2007 GSA Denver Annual Meeting (28–31 October 2007)

Paper No. 19
Presentation Time: 1:30 PM-5:30 PM

CHRONOTOPOGRAPHIC ANALYSIS TO DETECT SMALL, SEASONAL HILLSLOPE CHANGE USING TLS LIDAR DATA, BLACK MESA ESCARPMENT, NE ARIZONA


WAWRZYNIEC, Timothy F., Department of Natural and Environmental Sciences, Western State Colorado University, 31C Hurst Hall, Gunnison, CO 81231 and FRECHETTE, Jedediah, Earth and Planetary Sciences, Univ of New Mexico, Albuquerque, NM 87131, twawrzyniec@western.edu

Change detection using airborne or terrestrial lidar scanner (TLS) data sets is not unusual. However, the most common approach is to grid the data to derive a model based on irregular point cloud data. Models based on scans taken at different times are then compared to derive a difference volume between the two data sets. The resulting calculation is a bulk volume estimate of change where the exact position and magnitude of change is not recorded. Alternatively, the differences in surface elevation at each node of two grids having the same resolution and dimension can be calculated to give the spatial variation of dz. Although reasonable, these are essentially modeling approaches and the errors related to gridding the data are rarely documented or calculated. Moreover, the spatial context of the variation of error is essentially ignored (i.e., gridding errors are potentially lower over a flat surface).
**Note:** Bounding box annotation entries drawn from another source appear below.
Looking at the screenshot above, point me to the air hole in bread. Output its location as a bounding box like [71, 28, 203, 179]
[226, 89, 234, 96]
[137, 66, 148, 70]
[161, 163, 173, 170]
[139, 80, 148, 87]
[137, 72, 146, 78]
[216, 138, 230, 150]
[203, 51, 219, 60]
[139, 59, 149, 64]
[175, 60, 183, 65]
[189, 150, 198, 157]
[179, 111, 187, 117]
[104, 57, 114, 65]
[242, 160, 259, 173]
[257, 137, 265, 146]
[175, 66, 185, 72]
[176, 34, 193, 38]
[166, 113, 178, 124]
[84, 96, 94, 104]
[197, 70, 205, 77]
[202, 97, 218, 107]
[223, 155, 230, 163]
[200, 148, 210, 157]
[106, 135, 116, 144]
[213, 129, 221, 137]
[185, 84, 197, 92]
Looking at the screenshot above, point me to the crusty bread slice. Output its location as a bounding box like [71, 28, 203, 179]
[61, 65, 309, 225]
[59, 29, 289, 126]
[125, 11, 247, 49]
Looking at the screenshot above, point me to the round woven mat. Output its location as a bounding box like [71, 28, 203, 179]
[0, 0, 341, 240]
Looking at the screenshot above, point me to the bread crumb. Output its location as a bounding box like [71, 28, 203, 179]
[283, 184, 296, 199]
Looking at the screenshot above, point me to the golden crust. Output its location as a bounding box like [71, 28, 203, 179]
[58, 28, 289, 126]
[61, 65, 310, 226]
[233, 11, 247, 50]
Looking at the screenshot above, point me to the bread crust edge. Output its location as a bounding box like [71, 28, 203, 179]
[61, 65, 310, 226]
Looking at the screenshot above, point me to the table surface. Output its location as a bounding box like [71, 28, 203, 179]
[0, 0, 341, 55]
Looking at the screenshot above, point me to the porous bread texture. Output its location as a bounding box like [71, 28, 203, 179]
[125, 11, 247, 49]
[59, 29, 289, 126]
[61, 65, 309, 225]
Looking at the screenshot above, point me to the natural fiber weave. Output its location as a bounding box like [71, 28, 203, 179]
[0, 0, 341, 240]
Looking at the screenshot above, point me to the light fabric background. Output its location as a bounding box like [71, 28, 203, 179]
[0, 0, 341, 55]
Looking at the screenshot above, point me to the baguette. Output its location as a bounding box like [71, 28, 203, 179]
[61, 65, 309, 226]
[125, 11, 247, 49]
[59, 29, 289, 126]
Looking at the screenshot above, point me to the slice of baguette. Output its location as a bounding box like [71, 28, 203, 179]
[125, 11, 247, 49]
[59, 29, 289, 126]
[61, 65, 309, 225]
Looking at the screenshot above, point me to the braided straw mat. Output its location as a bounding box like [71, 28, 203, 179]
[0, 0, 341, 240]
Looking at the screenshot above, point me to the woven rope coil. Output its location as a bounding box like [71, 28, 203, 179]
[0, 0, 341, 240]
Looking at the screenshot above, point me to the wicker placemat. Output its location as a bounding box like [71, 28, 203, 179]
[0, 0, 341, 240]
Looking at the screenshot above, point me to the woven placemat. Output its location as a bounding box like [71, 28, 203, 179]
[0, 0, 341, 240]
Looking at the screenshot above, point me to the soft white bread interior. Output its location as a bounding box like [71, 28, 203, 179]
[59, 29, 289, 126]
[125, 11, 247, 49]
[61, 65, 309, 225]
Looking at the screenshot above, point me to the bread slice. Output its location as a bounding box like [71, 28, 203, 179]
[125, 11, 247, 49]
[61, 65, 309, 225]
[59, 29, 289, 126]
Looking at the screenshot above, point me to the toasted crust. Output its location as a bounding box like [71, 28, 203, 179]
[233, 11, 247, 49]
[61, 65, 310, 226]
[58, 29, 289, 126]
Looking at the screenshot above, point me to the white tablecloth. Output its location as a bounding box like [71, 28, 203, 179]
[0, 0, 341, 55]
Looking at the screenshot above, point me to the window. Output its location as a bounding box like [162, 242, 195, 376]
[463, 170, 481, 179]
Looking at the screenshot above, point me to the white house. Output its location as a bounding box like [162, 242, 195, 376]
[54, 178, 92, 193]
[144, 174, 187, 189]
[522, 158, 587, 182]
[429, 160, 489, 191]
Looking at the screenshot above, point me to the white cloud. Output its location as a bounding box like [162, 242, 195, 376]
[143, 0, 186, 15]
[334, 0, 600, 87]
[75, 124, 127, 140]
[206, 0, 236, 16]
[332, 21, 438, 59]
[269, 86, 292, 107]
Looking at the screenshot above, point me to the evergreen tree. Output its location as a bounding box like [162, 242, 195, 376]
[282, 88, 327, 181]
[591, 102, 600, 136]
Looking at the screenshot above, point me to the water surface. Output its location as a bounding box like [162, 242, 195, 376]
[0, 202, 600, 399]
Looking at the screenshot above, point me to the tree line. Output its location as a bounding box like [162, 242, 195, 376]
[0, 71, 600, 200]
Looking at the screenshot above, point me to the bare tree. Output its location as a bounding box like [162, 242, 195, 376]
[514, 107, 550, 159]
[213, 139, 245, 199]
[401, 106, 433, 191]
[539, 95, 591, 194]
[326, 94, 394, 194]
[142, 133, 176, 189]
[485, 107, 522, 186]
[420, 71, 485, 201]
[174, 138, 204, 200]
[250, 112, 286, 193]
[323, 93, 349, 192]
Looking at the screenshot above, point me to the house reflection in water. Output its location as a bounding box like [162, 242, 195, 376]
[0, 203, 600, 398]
In a project where TLS techniques have been introduced in on-going investigations of semiarid landscapes, we are attempting to document the day-to-day hillslope processes that lead to pulses of erosion and sedimentation associated with weakly cemented sandstones along part of the Black Mesa escarpment of NE Arizona. Dendrochronology coupled with soil geomorphic analysis indicates that abundant sediment is being shed from weathered slopes at rates of 2-3 mm/year over 10-100 yr timescales, causing rapid localized valley floor aggradation. Employing the UNM LiDAR Laboratory Optech Ilris 3D terrestrial LiDAR scanner, we have devised a method for chronotopographic analysis where subsequent point-cloud data sets are compared directly to each other. Focusing on a single patch, we demonstrate a method of comparative analysis that can detect sub-centimeter change resulting from a single season of monsoon precipitation along the escarpment. The long-term goal of this work is to demonstrate the utility of this technology in documenting the effects of key slope-forming processes (e.g. diffusive vs. advective) associated with escarpment retreat and hillslope modification. Such research products may in turn further elucidate the impacts of Holocene climate change on this rapidly evolving landscape.